Chinese e-commerce group Alibaba has announced plans to move into the mobile gaming market as part of a new strategy.
According to the Thenextweb.com website, Alibaba is to set up its own mobile gaming platform in order to challenge Chinese internet firm Tencent.
Tencent has recently been stepping up the integration of its games into messaging service WeChat, which brought 570 million downloads in the first three months.
To compete with this, Alibaba is providing its mobile gaming platform service free-of-charge for the first year to game developers that work on single-player standalone games.
Any revenue that a game makes will be split into 70% takings for the developer, a 20% cut for Alibaba and a 10% donation to rural education.
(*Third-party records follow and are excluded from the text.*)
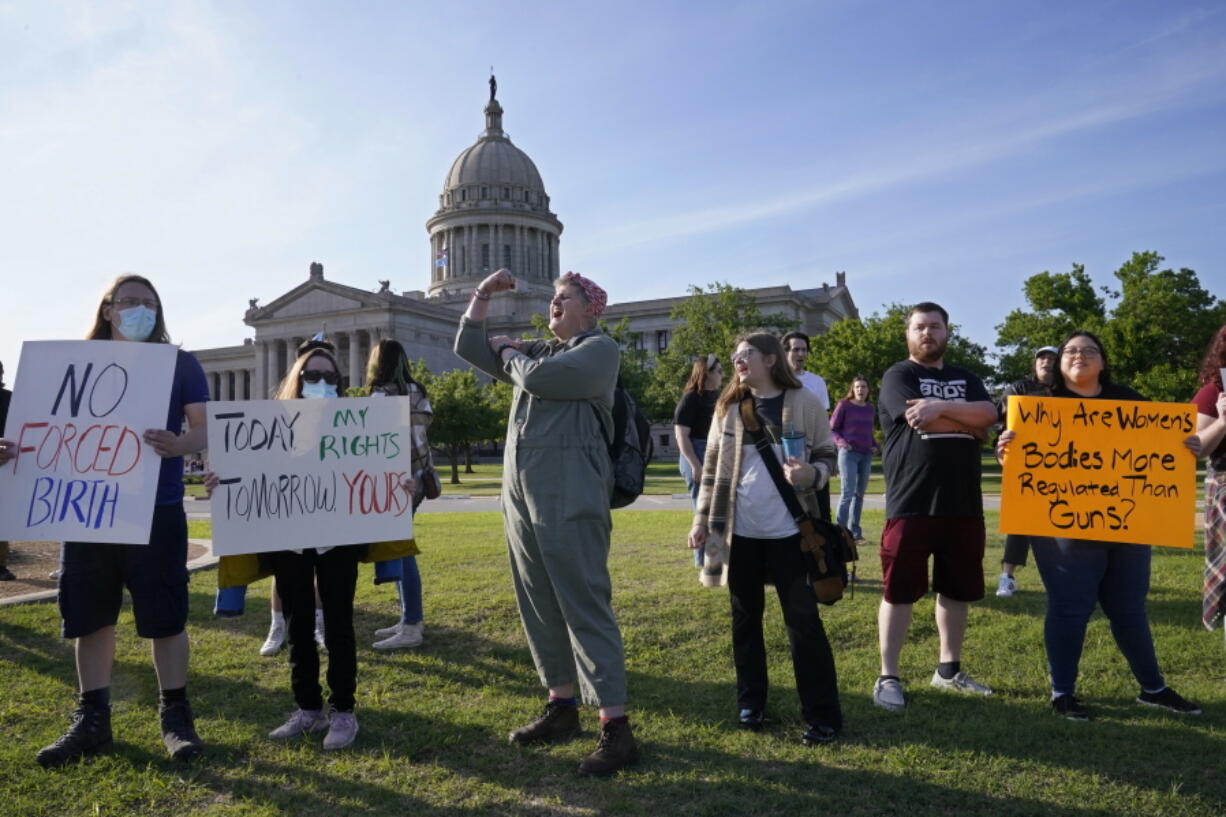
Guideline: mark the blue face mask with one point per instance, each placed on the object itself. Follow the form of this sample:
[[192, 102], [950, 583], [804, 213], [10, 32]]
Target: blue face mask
[[137, 323], [319, 390]]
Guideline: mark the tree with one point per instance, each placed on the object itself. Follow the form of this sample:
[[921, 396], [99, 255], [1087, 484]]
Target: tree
[[706, 323], [1058, 303], [852, 347], [464, 414], [1155, 331]]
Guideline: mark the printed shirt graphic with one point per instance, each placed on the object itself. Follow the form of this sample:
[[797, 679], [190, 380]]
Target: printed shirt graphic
[[928, 475]]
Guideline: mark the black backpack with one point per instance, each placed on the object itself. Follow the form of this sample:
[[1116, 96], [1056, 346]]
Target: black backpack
[[630, 449]]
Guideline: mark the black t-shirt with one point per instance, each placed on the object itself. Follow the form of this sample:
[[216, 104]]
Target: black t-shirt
[[928, 475], [695, 411]]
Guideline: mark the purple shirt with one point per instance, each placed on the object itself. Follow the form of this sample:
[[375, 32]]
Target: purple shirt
[[852, 426]]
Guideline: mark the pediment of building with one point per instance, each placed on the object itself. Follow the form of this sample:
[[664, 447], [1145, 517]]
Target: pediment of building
[[315, 298]]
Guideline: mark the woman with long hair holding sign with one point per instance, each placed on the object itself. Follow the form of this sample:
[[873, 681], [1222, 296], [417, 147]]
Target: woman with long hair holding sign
[[1081, 574], [741, 499], [93, 575], [1211, 432], [315, 374], [389, 375]]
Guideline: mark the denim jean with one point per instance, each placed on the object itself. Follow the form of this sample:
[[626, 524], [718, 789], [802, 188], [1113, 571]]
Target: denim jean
[[1079, 575], [410, 591], [853, 470], [693, 481]]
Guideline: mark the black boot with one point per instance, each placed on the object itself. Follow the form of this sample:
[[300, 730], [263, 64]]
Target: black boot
[[614, 750], [179, 730], [558, 723], [88, 734]]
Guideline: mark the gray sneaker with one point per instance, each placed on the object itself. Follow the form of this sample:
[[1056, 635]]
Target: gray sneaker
[[342, 730], [960, 682], [888, 694], [300, 723]]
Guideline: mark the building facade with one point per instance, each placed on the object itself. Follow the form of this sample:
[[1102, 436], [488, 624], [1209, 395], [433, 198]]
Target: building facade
[[493, 212]]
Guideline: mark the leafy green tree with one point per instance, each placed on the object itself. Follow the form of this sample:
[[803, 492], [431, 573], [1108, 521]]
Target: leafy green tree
[[1059, 303], [1155, 326], [706, 323], [464, 414], [868, 347]]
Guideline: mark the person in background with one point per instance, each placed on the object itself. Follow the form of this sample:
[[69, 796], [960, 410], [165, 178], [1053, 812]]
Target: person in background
[[389, 374], [1040, 385], [93, 575], [852, 429], [741, 499], [557, 485], [692, 421], [797, 347], [1080, 575], [1211, 433], [5, 399]]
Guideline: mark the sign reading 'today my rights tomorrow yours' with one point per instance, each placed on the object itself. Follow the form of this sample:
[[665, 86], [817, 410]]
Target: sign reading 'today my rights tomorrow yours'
[[1104, 470], [302, 474]]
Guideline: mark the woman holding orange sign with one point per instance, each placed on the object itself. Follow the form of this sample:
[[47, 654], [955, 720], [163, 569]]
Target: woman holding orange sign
[[1081, 574]]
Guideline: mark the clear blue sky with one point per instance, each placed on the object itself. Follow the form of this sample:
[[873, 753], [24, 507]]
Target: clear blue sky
[[931, 150]]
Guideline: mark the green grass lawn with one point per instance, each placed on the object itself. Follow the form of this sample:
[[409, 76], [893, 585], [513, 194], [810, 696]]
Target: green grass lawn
[[434, 721]]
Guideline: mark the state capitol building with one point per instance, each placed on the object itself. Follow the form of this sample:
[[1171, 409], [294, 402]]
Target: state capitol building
[[493, 212]]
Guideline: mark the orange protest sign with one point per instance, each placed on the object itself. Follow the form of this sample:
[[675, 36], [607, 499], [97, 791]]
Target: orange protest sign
[[1105, 470]]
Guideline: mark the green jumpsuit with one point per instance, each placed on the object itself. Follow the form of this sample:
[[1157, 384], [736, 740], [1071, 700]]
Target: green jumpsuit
[[557, 481]]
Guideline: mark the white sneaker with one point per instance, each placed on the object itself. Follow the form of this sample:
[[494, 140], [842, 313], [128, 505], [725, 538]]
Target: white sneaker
[[384, 632], [1005, 586], [341, 731], [300, 723], [275, 640], [960, 682], [407, 636], [888, 694]]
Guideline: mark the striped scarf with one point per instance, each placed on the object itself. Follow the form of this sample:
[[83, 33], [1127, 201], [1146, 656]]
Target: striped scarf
[[1215, 547]]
In addition, developers and players will also be able to utilise Alibaba’s unified account where they can manage payments, virtual currency and statistics, as well as access the firm’s Aliyun operating system.
Alibaba said it would “fully support” mobile games created on the platform by marketing and distributing games to its 700 million users on the shopping website Taobao.
The plans come after Alibaba’s chief executive officer Jonathan Lu announced last year that the firm would continue its series of big investments to maintain its focus on boosting its services for mobile.
The company has already upped its efforts to promote its chat app, connect with mobile shoppers by offering free data and by giving free smartphones to retailers in China.